According to Gate market data, as of July 21, 2025, the trading price of Ethereum (ETH) hovers around $3,800, with a rise of over 12% in the past week, soaring from $2,600 to a high of $3,824 within seven days, marking the highest level since January. Behind this sharp rise is a significant influx of institutional funds and the continued warming of ETF expectations, but analysts also warn that the risk of a short-term technical adjustment is increasing.
The Core Drivers of ETH’s Rise
- Technological Upgrades and Ecological Expansion: The PoS mechanism of Ethereum 2.0 reduces network energy consumption by 99%, attracting a large influx of environmentally-friendly institutional funds. Sharding and Layer 2 expansion solutions increase transaction speeds to over 100,000 transactions per second, significantly lowering Gas fees and promoting the popularity of DeFi and NFT applications. The upcoming Pectra upgrade will further optimize network congestion issues and lay the groundwork for future sharding. The total value locked (TVL) in Ethereum DeFi has surpassed 77 billion USD, showing rapid growth this year.
- Institutional Funds and ETF Effects: The proportion of institutional holdings in ETH is rapidly increasing. BlackRock recently increased its ETH holdings by 547 million USD in a single day, surpassing its Bitcoin holdings (497 million USD) for the first time. Over the past two weeks, the Ethereum spot ETF has seen net inflows of over 1.3 billion USD, including BlackRock’s iShares. Ethereum Trust occupies a share of $2.6 billion. If Nasdaq approves the ETF staking proposal, institutions can obtain additional returns by holding ETH, further reducing market circulation.
- Macroeconomic and regulatory benefits: The expectation of interest rate cuts by the Federal Reserve is rising, driving funds towards yield-generating assets like DeFi. The recently passed "GENIUS Act" in the U.S. provides a compliance framework for stablecoins and on-chain financial activities, and Ethereum, as the main underlying facility, will directly benefit.
Potential Risks and Market Challenges
- Short-term Technical Correction Pressure: Analyst Michaël van de Poppe pointed out that after ETH broke through the resistance of $2,800, it has shown a "vertical rise," with the RSI indicator entering the overbought zone, accumulating a 12% correction risk (target $3,150–3,200). Historical data shows that corrections often occur from Friday to Saturday, necessitating caution regarding position liquidation pressure.
- Competing Public Chains and Network Bottlenecks: Public chains like Solana and Avalanche continue to siphon off developers and users with lower fees and faster transaction speeds. Although Layer 2 solutions alleviate congestion, fluctuations in mainnet Gas fees may still suppress retail participation, especially during periods of explosive ecological applications.
- Macroeconomic Uncertainty and Regulatory Variables: Global inflation and geopolitical conflicts may trigger risk-averse sentiments, suppressing risk assets like ETH. Although U.S. policies are easing, there are still uncertainties regarding regulatory details in other countries concerning staking and DeFi protocols.

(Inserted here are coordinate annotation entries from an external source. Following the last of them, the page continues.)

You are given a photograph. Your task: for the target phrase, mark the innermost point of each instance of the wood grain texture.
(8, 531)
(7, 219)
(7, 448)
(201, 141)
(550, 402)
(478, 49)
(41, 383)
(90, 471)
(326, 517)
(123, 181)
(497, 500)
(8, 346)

2025 Price Predictions: Consensus Amid Disagreement
Different institutions have significant disagreements on the year-end target for ETH, but breaking through $10,000 has become a key consensus point:
- Optimistic scenario: Standard Chartered predicts up to $14,000; an anonymous analyst suggests that if the "impulse breakout" pattern holds, it could reach $15,937 by May 2025;
- Neutral scenario: Michael van de Poppe predicts $10,000 (a 175% increase), while CoinMarketCap sets a target of $26,200;
- Conservative scenario: Technical analyst Ali Martinez determines $6,000 as a key resistance based on a channel model, and if regulation or upgrades are delayed, it may linger around $7,000–$7,500 by the end of the year.
Breaking through $4,000 is a key signal to confirm a new round of bull market, with subsequent targets at $4,525 → $5,095 → $6,190.
Investor Operation Strategy Recommendations
- Short-term (Q3–Q4 2025): Focus on the support range of $3,200–$3,300; if a pullback occurs to this level, consider accumulating in batches; closely monitor the progress of the Pectra upgrade and the results of ETF staking approval; set a stop-loss below $3,000.
- Long-term (2026+): Hold until the ecosystem explosion period (e.g., DeFi users exceeding 100 million, large-scale commercial use of NFTs); allocate Layer 2 ecosystem tokens (e.g., Optimism, Arbitrum) to hedge against volatility.
Conclusion
Whether Ethereum can break through 10,000 USD in 2025 depends on the effectiveness of technology upgrades, the sustainability of institutional funding, and the resonance of the regulatory environment. Although there is short-term pressure for a pullback, ETH’s dual value as a smart contract platform and DeFi infrastructure is being repriced by traditional finance.
As Ari10 CEO Mateusz Kara stated: "Ethereum is no longer just a speculative asset, but a compliant platform embedded in financial infrastructure." Driven by the triple forces of capital, technology, and policy, the narrative of ETH’s rise is far from over.